Le pinceau cache-t-il sous son voile pastel
Un portrait différent d'une photographie ?
La flûte chanterait une autre litanie
Que celle de la voix qui ne parle que d'ell' ?

Et si rien, dans tout art, rien ne pouvait prétendre
Toucher à l'univers autrement qu'à ses cendres ?
Si rien ne changeait rien, qu'on puisse s'en passer

Pourquoi toujours chanter, continuer à peindre,
Et écrire ces vers ? Pourquoi se masturber,
Et toucher au soleil sans le laisser s'éteindre ?

11/06/94

Effort

L'étoile a pris ton nom pour briller à nouveau
Azurant les jardins d'une coulée d'aurore
Une fois seulement il faudrait que j'ignore
Rien qu'un unique instant ton silence si chaud

Encore un soir si gris encore un feu trop beau
Naissant de ton oubli en manque de ta flore
Cristallisant ta peau, cette peau que j'adore,
Évitant souvenirs et illusions d'écho

Dans ton nuage éteint où je luisais quand même
Agonise aujourd'hui mon éternel "je t'aime"
Rien ne peut empêcher le soleil de crier

Malgré tous mes efforts il reste l'impuissance
Et je ne voudrais pas trahir mes propres dés
Tu dois jouer ton tour et tuer ma patience

11/06/94

Petite fille

Et pleurant comme un feu au milieu du soleil,
Tu surgis à nouveau au milieu de mes rêves,
Dans ton manteau de boue, emmitouflée comme Ève.
Je t'avais pourtant dit que nous étions pareils.

Abandonne ma vie et sors de mon sommeil,
Cache-toi dans l'ombre quand la lune se lève
Et parle-moi encore avant que je n'en crève,
Car je t'aime pourtant, malgré mes bons conseils.

Petite fille bleue, dans ma vie si présente,
Tu persist's à venir dans cette chanson lente.
Mais je veux à présent d'un geste te chasser,

Jamais je n'aurais cru que j'en fusse capable.
Je t'aime encor pourtant, je ne fais que t'aimer,
Mais mon amour sans toi rend la vie trop instable.

17/06/94

Delirium

Mais comment arrêter ce dialogue intérieur
Où des millions de voix aiguisent ma patience ?
Comment les faire taire et fuir cette démence ?
Pourrai-je voir un jour sans que ce soit un leurr' ?

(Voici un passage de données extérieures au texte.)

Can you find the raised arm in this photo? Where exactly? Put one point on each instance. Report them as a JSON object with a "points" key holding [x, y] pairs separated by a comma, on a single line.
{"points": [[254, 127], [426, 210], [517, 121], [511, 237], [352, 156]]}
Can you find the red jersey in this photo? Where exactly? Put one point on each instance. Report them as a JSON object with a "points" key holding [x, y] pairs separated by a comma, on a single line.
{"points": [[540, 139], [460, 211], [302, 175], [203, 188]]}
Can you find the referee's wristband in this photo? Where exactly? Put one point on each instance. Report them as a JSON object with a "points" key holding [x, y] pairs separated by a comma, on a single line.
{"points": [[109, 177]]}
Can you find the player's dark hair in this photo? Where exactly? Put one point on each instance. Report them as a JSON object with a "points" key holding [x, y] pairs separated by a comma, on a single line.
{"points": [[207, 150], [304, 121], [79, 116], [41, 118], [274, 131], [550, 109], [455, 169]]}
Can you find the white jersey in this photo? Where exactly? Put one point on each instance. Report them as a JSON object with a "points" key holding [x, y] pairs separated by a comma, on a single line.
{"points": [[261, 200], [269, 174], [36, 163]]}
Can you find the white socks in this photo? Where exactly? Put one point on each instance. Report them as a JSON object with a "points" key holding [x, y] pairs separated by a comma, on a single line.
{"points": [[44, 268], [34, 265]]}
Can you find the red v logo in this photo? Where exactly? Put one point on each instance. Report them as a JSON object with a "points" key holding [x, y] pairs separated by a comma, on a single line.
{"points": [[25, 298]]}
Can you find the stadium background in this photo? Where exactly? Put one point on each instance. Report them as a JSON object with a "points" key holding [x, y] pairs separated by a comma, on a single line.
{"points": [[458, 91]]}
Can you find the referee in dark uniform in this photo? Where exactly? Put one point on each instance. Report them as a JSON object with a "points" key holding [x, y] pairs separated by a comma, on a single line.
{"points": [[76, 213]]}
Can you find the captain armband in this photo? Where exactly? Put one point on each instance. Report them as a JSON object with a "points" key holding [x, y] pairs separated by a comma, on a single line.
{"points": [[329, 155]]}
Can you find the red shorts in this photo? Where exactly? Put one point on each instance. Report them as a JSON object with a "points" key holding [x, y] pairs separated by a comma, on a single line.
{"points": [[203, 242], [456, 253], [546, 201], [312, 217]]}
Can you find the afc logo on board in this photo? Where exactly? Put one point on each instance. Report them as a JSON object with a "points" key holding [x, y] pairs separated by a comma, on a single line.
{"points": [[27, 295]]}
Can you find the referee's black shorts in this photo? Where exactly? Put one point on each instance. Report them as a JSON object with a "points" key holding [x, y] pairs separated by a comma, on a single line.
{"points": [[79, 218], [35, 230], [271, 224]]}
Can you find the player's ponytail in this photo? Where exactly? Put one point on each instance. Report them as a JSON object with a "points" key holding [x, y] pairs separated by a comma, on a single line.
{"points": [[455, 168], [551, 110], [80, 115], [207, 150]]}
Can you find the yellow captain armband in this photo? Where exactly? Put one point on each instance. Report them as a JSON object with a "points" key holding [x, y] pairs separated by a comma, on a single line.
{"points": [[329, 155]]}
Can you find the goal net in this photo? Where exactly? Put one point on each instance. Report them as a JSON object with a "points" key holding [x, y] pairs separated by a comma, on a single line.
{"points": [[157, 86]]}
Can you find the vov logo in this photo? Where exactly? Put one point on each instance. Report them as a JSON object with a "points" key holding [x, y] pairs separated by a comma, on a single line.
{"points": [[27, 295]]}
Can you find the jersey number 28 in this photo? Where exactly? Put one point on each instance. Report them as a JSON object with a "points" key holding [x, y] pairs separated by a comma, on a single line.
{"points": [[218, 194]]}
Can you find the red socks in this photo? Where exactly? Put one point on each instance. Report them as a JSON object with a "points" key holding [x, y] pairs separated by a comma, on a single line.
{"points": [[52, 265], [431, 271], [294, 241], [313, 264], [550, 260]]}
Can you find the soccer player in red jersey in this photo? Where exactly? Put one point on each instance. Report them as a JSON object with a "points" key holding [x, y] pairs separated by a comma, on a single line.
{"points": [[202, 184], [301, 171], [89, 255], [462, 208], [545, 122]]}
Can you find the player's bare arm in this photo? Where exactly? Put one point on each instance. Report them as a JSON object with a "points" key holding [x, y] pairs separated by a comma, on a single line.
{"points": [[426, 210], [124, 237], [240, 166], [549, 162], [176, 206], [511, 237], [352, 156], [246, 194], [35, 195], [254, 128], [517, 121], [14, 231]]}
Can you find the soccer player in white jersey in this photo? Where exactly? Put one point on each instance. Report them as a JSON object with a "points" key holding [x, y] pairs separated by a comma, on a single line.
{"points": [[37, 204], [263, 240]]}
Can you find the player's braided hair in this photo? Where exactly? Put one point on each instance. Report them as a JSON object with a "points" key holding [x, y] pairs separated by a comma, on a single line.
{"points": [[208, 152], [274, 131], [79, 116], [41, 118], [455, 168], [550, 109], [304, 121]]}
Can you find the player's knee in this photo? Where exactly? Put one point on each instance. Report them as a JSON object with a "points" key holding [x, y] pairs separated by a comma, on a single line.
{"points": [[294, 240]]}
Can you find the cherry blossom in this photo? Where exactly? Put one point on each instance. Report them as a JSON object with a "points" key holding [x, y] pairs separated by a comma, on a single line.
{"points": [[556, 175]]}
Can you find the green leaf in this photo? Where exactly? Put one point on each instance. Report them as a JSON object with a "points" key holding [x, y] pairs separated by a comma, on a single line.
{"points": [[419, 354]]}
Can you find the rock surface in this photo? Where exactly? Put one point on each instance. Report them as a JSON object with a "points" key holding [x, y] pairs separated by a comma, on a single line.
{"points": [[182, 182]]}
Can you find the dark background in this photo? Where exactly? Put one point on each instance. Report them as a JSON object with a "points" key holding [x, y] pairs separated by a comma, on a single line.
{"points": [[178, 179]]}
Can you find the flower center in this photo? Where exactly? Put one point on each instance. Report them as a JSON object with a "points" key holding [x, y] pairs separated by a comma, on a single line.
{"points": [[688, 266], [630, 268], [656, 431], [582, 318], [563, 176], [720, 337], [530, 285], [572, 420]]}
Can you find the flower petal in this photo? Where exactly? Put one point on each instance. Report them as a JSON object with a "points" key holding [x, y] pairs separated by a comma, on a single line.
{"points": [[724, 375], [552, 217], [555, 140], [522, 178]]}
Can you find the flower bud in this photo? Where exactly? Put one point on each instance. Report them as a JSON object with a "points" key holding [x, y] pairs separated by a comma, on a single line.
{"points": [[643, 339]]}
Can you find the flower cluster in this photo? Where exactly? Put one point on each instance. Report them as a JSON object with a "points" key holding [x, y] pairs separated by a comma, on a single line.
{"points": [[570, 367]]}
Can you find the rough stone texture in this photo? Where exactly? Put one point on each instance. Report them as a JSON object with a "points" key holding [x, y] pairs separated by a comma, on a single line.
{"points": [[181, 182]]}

Et j'égoutte le temps en filtrant ses erreurs,
Et les fraises de Dieu retardent l'échéance,
La perception se perd dans une de ces transes,
Où je suis fou enfin, enfilant d'autres moeurs.

Le miroir ne ment pas, dommage qu'il se taise !
Il pourrait transformer les corps de rêve en fraises !
Nous saurions mieux alors fixer nos précieux points

Dans d'autres positions, plus au fond vers la gauche ;
Visiter le nagual, pousser un peu plus loin
La seconde attention, sans que la mort nous fauche.

19/06/94

Musique

Écoutez-la vibrer du fond des labyrinthes :
C'est elle de tous temps qui porte sur son dos
La lumière en écrin qui dépasse les mots
Et les douces pulsions de nos visions éteintes.

Écoutez-la chanter les poésies succinctes
Qui ricochent dans l'eau leurs notes en écho.
Regardez-la enfin briller de ses joyaux
Et pleurer sans larmes, belle comme une sainte.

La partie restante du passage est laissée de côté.